Transition based dependency parser with state embeddings computed by LSTM RNNs. The difference with the master branch is what is explained in this paper which is activated with the -S option (see below).
- A C++ compiler supporting the C++11 language standard
- Boost libraries
- Eigen (newer versions strongly recommended)
- CMake
- gcc (only tested with gcc version 5.3.0, may be incompatible with earlier versions)
mkdir build
cd build
cmake .. -DEIGEN3_INCLUDE_DIR=/path/to/eigen
make -j2
Having a training.conll file and a development.conll formatted according to the CoNLL data format, to train a parsing model with the LSTM parser type the following at the command line prompt:
java -jar ParserOracleArcStdWithSwap.jar -t -1 -l 1 -c training.conll > trainingOracle.txt
java -jar ParserOracleArcStdWithSwap.jar -t -1 -l 1 -c development.conll > devOracle.txt
parser/lstm-parse -T trainingOracle.txt -d devOracle.txt --hidden_dim 100 --lstm_input_dim 100 --pretrained_dim 100 --rel_dim 20 --action_dim 20 --input_dim 100 -t -P -S
Note-1: these model can be either run with or without pretrained word embeddings, although all the experiments reported in the EMNLP paper are run without.
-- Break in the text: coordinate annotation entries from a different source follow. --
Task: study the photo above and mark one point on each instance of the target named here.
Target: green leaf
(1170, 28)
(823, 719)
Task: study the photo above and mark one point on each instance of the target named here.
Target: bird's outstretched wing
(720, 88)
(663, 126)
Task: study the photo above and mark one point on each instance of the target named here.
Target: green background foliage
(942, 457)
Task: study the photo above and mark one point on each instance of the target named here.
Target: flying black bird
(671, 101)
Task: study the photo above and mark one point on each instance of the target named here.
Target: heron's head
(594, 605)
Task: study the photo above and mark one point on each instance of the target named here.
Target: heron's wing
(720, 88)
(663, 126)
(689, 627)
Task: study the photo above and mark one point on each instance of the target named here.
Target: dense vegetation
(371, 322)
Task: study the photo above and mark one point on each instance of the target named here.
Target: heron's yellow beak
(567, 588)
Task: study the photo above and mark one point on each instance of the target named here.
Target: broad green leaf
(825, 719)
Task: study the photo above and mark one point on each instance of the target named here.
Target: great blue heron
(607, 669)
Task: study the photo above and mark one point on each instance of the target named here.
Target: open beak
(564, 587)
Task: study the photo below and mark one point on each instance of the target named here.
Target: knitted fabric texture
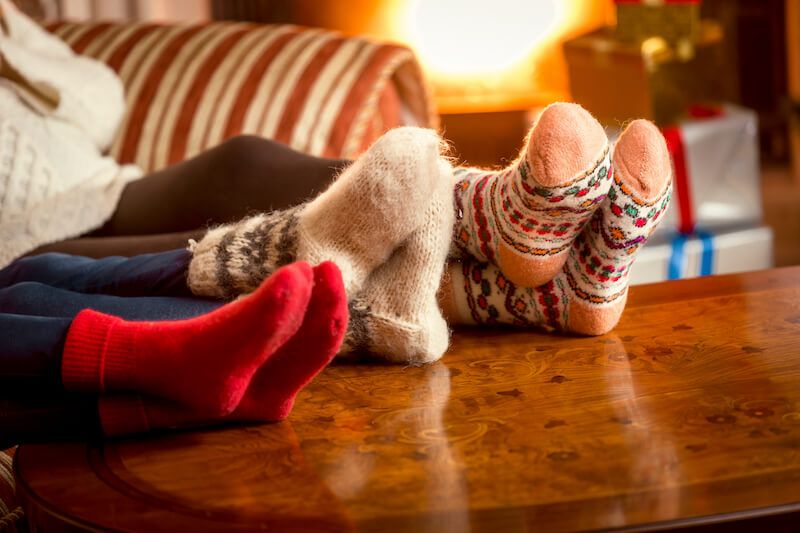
(397, 315)
(60, 112)
(271, 394)
(357, 223)
(525, 217)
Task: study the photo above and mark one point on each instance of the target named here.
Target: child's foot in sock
(357, 222)
(272, 391)
(397, 316)
(588, 295)
(205, 363)
(525, 217)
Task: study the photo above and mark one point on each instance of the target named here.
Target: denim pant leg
(158, 274)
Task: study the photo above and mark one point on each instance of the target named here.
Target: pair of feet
(547, 241)
(550, 240)
(245, 361)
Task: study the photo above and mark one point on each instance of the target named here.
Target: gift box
(678, 256)
(675, 21)
(716, 175)
(619, 81)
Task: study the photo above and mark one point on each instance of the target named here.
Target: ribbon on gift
(682, 178)
(677, 257)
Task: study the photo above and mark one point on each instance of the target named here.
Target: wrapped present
(620, 81)
(675, 21)
(703, 253)
(716, 176)
(716, 170)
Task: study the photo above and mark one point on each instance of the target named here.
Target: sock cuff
(85, 350)
(122, 415)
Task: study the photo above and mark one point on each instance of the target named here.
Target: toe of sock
(565, 142)
(641, 159)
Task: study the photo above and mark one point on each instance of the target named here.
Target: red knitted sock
(273, 389)
(205, 363)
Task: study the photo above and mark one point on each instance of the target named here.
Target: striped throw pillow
(191, 87)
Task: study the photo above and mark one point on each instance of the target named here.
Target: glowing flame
(461, 37)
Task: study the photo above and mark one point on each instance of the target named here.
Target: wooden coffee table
(688, 414)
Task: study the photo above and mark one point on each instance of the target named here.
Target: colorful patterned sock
(397, 317)
(357, 222)
(272, 391)
(205, 362)
(589, 293)
(524, 218)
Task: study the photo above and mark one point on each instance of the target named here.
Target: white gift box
(677, 256)
(720, 187)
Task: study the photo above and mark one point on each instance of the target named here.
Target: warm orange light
(477, 37)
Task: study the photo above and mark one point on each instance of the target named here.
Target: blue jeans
(39, 297)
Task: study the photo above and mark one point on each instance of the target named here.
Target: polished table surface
(687, 414)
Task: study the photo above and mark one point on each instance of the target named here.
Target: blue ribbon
(676, 259)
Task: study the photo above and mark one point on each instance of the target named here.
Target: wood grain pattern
(687, 414)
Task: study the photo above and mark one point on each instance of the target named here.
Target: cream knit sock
(357, 222)
(396, 316)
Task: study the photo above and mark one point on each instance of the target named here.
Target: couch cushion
(191, 87)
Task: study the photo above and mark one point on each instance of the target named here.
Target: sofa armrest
(191, 87)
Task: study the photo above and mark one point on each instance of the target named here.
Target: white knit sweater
(58, 114)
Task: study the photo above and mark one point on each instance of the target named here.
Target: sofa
(189, 88)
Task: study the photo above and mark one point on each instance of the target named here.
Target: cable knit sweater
(58, 114)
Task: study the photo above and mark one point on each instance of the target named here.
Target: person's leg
(160, 274)
(205, 363)
(358, 222)
(223, 184)
(272, 392)
(127, 245)
(31, 298)
(45, 354)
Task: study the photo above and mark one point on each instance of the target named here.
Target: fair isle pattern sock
(589, 293)
(397, 317)
(272, 391)
(525, 217)
(357, 222)
(205, 362)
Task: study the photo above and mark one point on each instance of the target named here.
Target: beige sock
(357, 222)
(396, 316)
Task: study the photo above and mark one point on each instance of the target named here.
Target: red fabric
(272, 392)
(205, 363)
(686, 222)
(660, 1)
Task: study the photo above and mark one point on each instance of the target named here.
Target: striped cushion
(191, 87)
(10, 511)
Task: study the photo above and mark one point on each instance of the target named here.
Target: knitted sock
(397, 316)
(357, 222)
(273, 389)
(589, 293)
(205, 362)
(524, 218)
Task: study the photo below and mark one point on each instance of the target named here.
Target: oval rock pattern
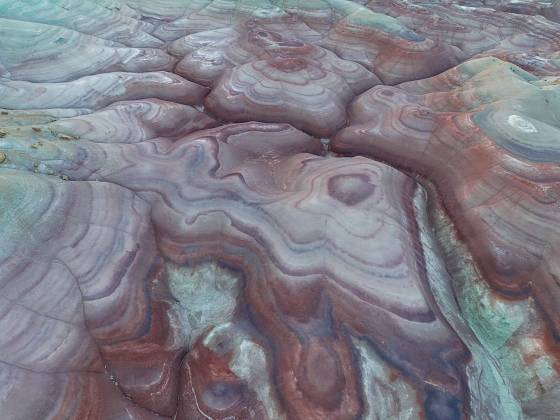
(333, 209)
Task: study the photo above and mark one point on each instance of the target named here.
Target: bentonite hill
(279, 209)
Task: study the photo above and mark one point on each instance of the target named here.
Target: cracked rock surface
(265, 209)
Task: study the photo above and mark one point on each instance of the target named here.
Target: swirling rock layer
(279, 210)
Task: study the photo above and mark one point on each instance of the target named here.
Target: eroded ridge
(279, 210)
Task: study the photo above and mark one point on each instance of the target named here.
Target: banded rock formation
(279, 210)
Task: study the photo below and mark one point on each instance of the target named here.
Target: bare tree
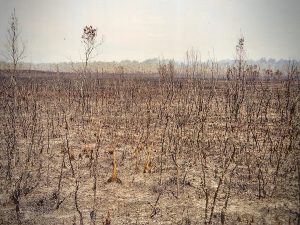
(15, 47)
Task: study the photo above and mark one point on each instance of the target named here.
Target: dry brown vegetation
(172, 148)
(153, 150)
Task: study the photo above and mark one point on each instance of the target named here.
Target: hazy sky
(141, 29)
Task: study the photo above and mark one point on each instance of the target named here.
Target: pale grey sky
(141, 29)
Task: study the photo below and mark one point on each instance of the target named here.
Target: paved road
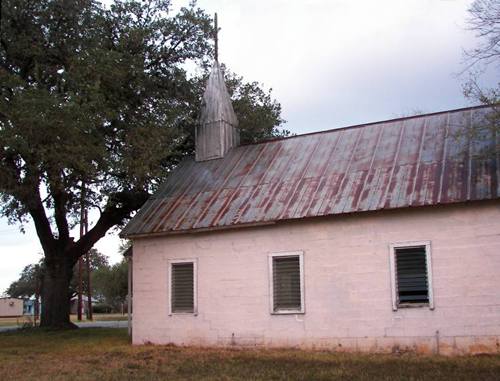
(94, 324)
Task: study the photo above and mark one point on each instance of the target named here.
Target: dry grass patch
(105, 354)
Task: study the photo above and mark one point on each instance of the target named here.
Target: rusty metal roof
(423, 160)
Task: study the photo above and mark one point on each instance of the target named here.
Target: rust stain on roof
(424, 160)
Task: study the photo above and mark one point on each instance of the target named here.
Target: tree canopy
(96, 107)
(484, 22)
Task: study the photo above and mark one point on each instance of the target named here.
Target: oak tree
(96, 107)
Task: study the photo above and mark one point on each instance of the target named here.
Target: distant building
(378, 237)
(11, 307)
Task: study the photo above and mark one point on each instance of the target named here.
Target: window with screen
(182, 287)
(287, 283)
(411, 275)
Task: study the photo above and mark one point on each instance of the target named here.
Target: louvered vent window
(182, 287)
(287, 283)
(411, 275)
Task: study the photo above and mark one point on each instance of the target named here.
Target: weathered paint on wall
(11, 307)
(347, 283)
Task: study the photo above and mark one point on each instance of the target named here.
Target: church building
(377, 237)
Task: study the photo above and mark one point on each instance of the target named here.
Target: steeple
(217, 129)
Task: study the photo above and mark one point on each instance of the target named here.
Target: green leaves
(101, 96)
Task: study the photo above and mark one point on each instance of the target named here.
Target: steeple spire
(217, 130)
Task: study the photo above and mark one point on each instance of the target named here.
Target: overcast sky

Note-2: the training process should be stopped when the development result does not substantially improve anymore. Normally, after 5500 iterations.
Note-3: the parser reports (after each iteration) results including punctuation symbols while in the ACL-15 paper we report results excluding them (as it is common practice in those data sets). You can find eval.pl script from the CoNLL-X Shared Task to get the correct numbers.
Having a test.conll file formatted according to the CoNLL data format
java -jar ParserOracleArcStdWithSwap.jar -t -1 -l 1 -c test.conll > testOracle.txt
parser/lstm-parse -T trainingOracle.txt -d testOracle.txt --hidden_dim 100 --lstm_input_dim 100 --pretrained_dim 100 --rel_dim 20 --action_dim 20 --input_dim 100 -P -S -m parser_pos_2_100_100_20_100_12_20-pidXXXXX.params
The model name/id is stored where the parser has been trained. The parser will output the conll file with the parsing result.
TODO
If you make use of this software, please cite the following:
@inproceedings{ballesteros:2015emnlp,
author={Miguel Ballesteros and Chris Dyer and Noah A. Smith},
title={Improved Transition-Based Parsing by Modeling Characters instead of Words with LSTMs}
booktitle={Proc. EMNLP},
year=2015,
}
This software is released under the terms of the Apache License, Version 2.0.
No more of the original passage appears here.